Palo Alto High School students, alumni and administrators are busy planning numerous events to celebrate the school’s upcoming 100th anniversary.
The first of these events — a community picnic — is set for Aug. 23. Mary Ellen Bena, Paly’s Event and Activities Specialist and a member of the Centennial Celebration Planning Committee, said the goal is to bring back various forgotten Paly traditions. The event will be for the families of incoming and returning students to get to know both the faculty and community.
Bena said she will ditch the food trucks present at back-to-school picnics in recent years. Instead, faculty will serve affordable barbecue meals to guests as they did when Paly first started this tradition. This will also create more staff involvement and interaction with families.
Elements from Paly’s past international festivals will also be incorporated into the program.
“We’re taking the entertainment component of it and bringing it to the festival,” Bena said. “I’m having the Stanford Taiko drummers come and perform.” She is also working to include a Chinese dragon performance, African Drummers and a bagpipe player, while recruiting Paly’s own Ukulele Club, cheerleaders and performing arts groups.
On Oct. 7, community members will take to the streets in a reenactment of the 1918 opening of Paly’s campus. The parade, made up of everyone from local dignitaries to students and the school band, will march from Channing House to the school’s present-day campus.
Other events, such as various career speakers and dedicating parts of the campus to influential Paly alumni, will take place throughout the school year.

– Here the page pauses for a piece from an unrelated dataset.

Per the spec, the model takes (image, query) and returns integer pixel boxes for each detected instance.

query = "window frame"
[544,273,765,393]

Bena said that teams of teachers and students are creating signs and logos for t-shirts and designing murals. The creation of a compass or sundial is also in the works to be placed in the ground in a plaza on campus.
The Campanile newspaper will also be celebrating the 100-year anniversary since its founding, with a party set for March 23.
“Our goal is to connect the past to the present,” said Bena. “By being able to make these connections, we not only have a greater appreciation for our history, but we can also better understand the society we live in.”